Juan Guillermo Cuadrado, the lightning fast right winger with Juventus has one of the most tragic stories imaginable. Born in Colombia's dangerous northwestern province of Urabá, his childhood was plagued by drug trafficking and violence.

Cuadrado fled his home, and poverty, after witnessing the murder of his father as he hid under a bed.

North and South America are poles apart when it comes to soccer, as in many things. In the United States, for example, players go through a different process to become professionals. While they still have to earn that Ferrari or a mansion in Beverly Hills, they usually get to attend good schools and are better equipped overall to tackle life.

Unlike their Latin American counterparts, U.S. players often go all the way through high school or university.

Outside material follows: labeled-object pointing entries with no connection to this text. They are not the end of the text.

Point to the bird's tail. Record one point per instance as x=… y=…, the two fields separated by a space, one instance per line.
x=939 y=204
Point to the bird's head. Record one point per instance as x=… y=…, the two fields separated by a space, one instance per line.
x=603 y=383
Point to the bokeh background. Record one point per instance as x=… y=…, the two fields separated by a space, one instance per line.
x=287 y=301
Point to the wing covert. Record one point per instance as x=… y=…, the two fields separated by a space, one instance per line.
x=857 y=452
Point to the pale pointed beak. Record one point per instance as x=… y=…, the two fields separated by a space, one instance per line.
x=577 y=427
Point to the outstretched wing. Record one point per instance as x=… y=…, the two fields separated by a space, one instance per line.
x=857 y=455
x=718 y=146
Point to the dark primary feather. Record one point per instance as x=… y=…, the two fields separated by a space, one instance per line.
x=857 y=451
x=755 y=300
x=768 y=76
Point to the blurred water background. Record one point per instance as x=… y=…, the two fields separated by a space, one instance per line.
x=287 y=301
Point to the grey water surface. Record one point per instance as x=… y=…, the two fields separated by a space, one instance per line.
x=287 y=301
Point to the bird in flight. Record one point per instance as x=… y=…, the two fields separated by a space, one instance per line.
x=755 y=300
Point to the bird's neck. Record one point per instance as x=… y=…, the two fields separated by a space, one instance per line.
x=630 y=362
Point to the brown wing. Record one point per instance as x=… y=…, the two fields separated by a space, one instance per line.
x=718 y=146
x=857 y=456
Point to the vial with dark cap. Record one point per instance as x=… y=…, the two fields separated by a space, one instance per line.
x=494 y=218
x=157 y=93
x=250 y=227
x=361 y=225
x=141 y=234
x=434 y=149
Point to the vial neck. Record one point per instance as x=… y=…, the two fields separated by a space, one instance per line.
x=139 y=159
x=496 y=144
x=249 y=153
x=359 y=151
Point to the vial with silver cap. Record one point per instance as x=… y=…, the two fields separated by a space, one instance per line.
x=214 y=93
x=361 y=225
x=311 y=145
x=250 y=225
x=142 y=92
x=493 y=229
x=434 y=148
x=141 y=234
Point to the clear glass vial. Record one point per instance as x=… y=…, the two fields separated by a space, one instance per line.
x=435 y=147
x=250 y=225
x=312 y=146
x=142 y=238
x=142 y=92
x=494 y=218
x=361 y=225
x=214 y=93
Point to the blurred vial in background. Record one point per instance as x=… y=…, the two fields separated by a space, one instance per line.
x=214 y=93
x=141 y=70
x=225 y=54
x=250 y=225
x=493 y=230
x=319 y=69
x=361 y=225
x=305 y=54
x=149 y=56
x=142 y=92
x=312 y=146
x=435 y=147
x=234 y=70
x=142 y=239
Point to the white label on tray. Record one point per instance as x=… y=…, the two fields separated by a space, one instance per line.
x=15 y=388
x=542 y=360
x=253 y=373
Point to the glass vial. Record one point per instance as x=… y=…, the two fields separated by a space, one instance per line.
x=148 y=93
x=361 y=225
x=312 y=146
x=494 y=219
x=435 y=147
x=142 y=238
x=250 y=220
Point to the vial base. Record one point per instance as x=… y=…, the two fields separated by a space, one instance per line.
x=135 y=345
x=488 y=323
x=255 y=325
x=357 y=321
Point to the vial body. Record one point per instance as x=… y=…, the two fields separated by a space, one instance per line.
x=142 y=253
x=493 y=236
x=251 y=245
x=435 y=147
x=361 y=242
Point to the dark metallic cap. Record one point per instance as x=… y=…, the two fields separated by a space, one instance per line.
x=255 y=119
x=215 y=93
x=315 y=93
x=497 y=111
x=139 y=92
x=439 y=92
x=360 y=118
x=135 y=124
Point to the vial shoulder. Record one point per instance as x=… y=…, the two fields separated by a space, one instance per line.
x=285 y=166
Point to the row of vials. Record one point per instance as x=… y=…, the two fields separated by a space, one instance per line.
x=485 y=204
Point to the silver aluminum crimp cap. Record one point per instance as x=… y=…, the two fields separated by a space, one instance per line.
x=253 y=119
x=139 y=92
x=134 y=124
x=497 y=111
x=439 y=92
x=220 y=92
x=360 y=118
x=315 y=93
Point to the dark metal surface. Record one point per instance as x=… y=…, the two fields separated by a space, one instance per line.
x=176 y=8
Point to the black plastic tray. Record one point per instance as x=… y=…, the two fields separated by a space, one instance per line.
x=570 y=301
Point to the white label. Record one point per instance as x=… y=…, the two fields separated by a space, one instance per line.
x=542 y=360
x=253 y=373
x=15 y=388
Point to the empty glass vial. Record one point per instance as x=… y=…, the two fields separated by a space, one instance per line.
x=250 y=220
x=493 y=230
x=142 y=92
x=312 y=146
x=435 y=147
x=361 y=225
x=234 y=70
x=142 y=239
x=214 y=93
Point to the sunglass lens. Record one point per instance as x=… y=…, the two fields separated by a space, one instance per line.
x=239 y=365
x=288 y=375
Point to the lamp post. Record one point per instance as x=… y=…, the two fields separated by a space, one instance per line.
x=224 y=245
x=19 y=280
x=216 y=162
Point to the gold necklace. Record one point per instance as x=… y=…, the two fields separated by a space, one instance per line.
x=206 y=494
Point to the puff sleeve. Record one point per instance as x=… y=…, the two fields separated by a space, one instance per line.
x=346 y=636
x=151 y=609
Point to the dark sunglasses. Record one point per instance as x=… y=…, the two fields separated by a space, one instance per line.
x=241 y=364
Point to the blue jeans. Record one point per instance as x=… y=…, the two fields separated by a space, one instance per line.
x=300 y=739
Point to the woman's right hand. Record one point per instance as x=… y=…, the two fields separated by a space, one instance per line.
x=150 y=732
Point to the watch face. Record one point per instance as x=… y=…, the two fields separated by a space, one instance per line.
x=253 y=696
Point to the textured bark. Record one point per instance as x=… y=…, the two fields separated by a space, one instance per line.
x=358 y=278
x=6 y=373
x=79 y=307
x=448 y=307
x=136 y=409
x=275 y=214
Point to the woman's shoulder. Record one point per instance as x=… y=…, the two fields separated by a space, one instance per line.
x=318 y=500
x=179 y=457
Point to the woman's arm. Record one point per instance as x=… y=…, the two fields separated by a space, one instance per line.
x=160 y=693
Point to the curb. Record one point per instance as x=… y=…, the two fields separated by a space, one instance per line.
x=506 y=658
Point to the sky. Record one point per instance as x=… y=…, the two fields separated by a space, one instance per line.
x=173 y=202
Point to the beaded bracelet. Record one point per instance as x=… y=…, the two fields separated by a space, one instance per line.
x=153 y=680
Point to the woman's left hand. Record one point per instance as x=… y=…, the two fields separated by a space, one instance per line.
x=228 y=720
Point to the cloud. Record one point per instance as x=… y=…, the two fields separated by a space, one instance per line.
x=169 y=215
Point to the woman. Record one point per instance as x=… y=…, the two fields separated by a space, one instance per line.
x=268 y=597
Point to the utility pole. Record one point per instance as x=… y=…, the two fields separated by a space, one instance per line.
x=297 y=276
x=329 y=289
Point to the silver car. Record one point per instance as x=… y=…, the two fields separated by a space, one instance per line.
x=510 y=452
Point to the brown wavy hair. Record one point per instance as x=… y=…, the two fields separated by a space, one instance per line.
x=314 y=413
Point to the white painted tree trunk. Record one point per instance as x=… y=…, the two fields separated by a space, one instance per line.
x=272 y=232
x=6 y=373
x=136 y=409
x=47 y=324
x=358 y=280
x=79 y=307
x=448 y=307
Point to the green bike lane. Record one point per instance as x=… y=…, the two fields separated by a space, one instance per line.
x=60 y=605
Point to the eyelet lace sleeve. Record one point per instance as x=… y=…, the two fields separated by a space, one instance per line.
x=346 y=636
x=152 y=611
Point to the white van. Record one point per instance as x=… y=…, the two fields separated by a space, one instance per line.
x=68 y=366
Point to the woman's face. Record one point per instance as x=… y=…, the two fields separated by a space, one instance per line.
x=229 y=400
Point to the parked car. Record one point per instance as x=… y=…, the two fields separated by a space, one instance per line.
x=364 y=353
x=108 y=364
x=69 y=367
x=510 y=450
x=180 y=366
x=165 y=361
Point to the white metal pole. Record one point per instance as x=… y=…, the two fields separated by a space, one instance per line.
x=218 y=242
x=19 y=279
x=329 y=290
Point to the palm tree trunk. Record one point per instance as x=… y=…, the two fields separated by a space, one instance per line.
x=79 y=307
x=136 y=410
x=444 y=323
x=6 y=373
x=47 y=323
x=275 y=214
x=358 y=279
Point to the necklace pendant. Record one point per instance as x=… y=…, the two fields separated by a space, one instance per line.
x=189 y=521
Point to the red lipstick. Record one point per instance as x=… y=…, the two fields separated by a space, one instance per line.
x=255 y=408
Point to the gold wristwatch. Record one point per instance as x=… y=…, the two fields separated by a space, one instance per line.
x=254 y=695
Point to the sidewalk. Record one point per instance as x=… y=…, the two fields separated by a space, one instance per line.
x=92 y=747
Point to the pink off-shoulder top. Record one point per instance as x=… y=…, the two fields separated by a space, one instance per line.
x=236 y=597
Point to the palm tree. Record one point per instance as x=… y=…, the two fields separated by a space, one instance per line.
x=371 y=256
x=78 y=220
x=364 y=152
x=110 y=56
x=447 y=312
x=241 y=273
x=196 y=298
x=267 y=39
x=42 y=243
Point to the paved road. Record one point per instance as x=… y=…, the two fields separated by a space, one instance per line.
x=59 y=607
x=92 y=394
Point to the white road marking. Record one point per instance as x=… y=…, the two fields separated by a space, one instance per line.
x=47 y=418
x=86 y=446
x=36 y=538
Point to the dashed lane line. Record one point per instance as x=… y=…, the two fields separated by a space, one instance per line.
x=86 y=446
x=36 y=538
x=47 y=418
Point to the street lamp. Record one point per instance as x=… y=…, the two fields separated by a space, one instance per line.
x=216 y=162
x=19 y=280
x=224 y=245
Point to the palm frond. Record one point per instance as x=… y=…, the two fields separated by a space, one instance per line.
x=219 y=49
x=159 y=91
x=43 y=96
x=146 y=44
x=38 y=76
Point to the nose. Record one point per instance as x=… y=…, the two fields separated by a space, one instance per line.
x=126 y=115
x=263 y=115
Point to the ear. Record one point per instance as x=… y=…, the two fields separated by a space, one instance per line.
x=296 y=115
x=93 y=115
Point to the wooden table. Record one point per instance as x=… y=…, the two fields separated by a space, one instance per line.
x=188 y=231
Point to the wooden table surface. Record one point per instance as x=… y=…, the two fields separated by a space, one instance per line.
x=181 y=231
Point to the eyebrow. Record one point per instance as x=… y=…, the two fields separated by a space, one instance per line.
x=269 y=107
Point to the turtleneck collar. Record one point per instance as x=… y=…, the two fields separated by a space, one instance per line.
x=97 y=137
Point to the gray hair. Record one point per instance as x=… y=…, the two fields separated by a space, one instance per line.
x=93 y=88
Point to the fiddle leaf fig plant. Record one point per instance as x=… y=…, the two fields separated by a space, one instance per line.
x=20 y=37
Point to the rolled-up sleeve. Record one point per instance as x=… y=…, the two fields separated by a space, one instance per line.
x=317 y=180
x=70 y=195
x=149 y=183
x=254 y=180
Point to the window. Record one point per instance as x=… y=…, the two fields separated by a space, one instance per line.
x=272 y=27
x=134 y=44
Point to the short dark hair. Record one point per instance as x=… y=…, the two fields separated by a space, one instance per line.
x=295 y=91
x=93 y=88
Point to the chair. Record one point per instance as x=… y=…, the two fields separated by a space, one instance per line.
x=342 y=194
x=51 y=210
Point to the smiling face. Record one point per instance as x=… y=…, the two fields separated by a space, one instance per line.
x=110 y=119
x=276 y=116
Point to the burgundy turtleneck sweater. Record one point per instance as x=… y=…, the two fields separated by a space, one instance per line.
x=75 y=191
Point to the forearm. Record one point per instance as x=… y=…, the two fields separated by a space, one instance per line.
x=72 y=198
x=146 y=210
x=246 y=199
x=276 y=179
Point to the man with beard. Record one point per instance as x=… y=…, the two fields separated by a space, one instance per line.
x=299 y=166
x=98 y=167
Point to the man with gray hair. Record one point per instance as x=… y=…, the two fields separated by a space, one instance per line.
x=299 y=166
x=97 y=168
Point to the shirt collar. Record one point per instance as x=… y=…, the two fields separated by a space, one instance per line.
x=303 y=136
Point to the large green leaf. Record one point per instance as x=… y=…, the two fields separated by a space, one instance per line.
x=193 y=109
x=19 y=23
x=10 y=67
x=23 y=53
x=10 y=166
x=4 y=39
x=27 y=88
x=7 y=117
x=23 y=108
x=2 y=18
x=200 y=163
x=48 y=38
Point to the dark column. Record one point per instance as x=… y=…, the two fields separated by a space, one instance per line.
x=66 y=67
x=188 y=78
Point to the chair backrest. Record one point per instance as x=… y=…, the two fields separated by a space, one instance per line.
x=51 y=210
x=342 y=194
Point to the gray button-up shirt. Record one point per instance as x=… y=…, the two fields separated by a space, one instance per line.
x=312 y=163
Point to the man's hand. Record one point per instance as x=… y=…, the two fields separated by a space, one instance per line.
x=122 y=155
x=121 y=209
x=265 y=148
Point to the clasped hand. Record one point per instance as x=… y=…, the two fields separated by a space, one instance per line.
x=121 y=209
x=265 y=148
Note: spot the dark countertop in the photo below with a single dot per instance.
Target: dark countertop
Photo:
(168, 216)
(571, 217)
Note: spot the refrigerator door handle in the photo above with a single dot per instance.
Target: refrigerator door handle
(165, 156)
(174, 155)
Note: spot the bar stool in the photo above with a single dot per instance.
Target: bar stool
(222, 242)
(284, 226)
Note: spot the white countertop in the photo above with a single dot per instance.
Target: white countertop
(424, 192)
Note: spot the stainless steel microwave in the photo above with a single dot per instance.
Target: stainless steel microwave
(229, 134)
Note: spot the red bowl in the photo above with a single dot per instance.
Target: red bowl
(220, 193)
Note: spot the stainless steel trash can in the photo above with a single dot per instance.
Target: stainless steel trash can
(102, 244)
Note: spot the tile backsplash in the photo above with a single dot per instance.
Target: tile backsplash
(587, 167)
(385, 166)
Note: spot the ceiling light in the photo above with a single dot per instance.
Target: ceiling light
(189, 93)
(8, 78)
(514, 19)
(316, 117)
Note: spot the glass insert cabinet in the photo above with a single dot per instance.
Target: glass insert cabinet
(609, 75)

Take the case of Javier Hernández in Mexico. Known as 'Chicharito' (Little Pea), he comes from a footballing family, and stunned his countrymen when he gave a flawless speech in English after being signed by Manchester United. Chicharito was about to hang up his boots to continue his college studies. His bachelor's degree in business administration now looks nice hanging on a wall of his family home.

In the end it doesn't really matter what condition a player is born into if he can dribble a soccer ball close to his feet. The lack of nice shoes, or generous helpings of food, or growing up with violence and dodging threats, are mostly untold stories kept in the glove compartments of the latest model sports car that they pull up in at stadiums where millions of fans hail them.